Russia’s Central Bank cuts key rate to 7%
The board of directors of Russia's Central Bank has cut its key rate today by 25 bp to 7.00% per annum.
Commenting on the decision, the regulator's press service said that inflation slowdown is continuing, but inflation expectations remain elevated.
The Central Bank noted that Russian economy’s growth rate is still coming in lower than the Bank of Russia’s expectations, as well as stressed that risks of a global economic slowdown have increased.
According to the regulator, risks of inflation accelerating or slowing down by the year-end are balanced. Du to this, the central bank said it had lowered its year-end inflation forecast to 4.0-4.5% from 4.2-4.7%.
According to the Bank of Russia’s forecast and taking into account the monetary policy stance, annual inflation will remain close to 4%.
If the situation develops in line with the baseline forecast, the Bank of Russia will consider the necessity of further key rate reduction at one of the upcoming Board of Directors’ meetings.
The next meeting of the Board of Directors of the Central Bank, at which the key rate will be discussed, will be held on October 25, 2019.
Head of the State Duma’s Committee for Financial Markets Anatoly Aksakov, speaking to Vestnik Kavkaza, noted that the Russian Central Bank is able to lower its key rate to a pre-crisis level thanks to a steadily decelerating inflation. "By the end of the year, inflation will reach the target of 4%, and next year, according to the forecasts of the Ministry of Economic Development, it will reach 3.6%. In August there was a deflation of 0.2%, for the first time in two years. Accordingly, there is currency stability and the stability of the financial sector as a whole," he said.
"The second factor is low economic growth, which forces them to work on reviving it. The key rate is the right tool for this purpose, since its reduction makes loans cheaper for both business and the public. It was also caused by external factors: the Fed has already cut its refinancing rate and plans to continue this trend," Anatoly Aksakov said.

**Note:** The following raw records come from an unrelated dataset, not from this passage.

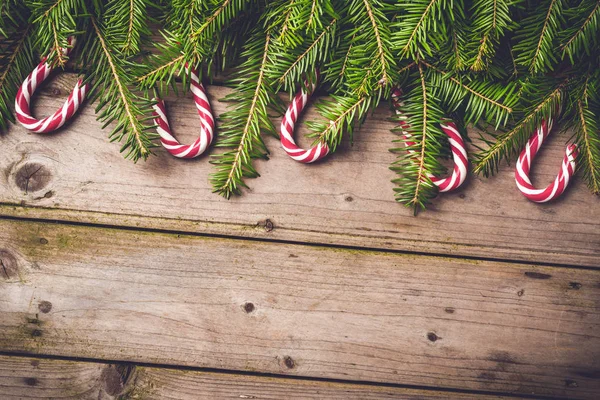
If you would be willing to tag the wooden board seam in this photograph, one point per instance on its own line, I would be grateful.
(288, 242)
(271, 375)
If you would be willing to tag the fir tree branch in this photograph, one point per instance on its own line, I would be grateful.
(510, 143)
(16, 60)
(307, 61)
(118, 101)
(580, 38)
(421, 173)
(381, 51)
(472, 91)
(536, 55)
(371, 65)
(243, 124)
(420, 146)
(208, 27)
(589, 145)
(535, 42)
(342, 114)
(410, 42)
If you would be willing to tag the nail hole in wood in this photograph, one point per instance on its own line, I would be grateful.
(289, 362)
(8, 265)
(249, 307)
(118, 379)
(571, 383)
(32, 176)
(269, 226)
(45, 306)
(30, 381)
(537, 275)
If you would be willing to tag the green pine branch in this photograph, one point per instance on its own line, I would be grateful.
(481, 97)
(536, 41)
(492, 18)
(55, 21)
(587, 132)
(194, 35)
(371, 64)
(508, 144)
(246, 120)
(581, 37)
(108, 70)
(293, 66)
(342, 115)
(418, 155)
(16, 61)
(129, 23)
(413, 29)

According to the head of the State Duma’s Committee for Financial Markets, the Central Bank could reduce the rate by 50 percentage points today. "This would not affect inflation. But the Central Bank, apparently, decided to move in stages. I’m sure that there will be another 0.25% decrease at the next meeting of the board of directors, because there are objective conditions for a more significant reduction in the key rate," he stressed.

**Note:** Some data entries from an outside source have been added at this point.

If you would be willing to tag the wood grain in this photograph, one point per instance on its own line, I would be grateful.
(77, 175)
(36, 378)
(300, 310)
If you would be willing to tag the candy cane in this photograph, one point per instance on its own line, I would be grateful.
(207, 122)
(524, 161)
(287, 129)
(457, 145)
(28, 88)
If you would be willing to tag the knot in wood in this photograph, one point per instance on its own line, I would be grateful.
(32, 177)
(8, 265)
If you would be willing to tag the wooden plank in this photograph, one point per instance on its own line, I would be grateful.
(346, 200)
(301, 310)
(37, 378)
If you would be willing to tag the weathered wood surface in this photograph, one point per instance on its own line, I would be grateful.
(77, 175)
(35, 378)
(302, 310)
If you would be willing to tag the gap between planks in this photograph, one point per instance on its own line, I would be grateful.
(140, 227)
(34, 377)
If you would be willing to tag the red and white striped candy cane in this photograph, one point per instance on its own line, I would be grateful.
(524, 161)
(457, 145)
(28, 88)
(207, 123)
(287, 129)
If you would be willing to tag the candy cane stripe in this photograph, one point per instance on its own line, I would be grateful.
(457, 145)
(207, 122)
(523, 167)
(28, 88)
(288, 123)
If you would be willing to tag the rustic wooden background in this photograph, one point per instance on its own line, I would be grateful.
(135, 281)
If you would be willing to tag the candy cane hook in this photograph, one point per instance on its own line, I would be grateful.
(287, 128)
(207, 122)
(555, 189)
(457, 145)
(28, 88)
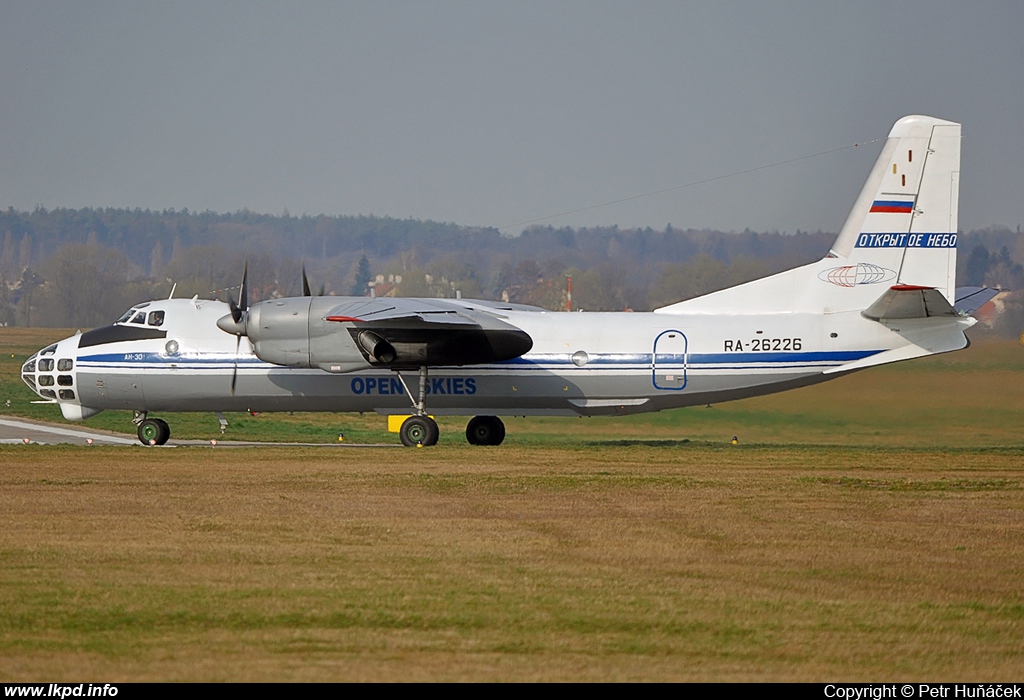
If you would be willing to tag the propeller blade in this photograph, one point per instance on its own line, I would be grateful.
(244, 291)
(235, 370)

The professor at the department of the stock market and investments at the Higher School of Economics, Alexander Abramov, in turn, suggested that a key rate could be reduced to 5% without threatening inflation targets.
At the same time, the Russian Central Bank continues to adhere to the slowest rate of declining the key rate. "This is done to take any negative consequences into account. In this case, with stagnating incomes, the key factor is moderate inflation, and while it continues to decline, the Central Bank could regularly cut the rate by 0.5%. Cutting 0.25% to 7% is a very small step when compared with the practices of other countries. Yes, in the U.S. the rate is reduced by 0.25%, since it is already 2.5-3%, but when the rate is 7%, it's too slow. But it's a signal that the Central Bank is aware of its reserves and will lower the rate further," Alexander Abramov concluded.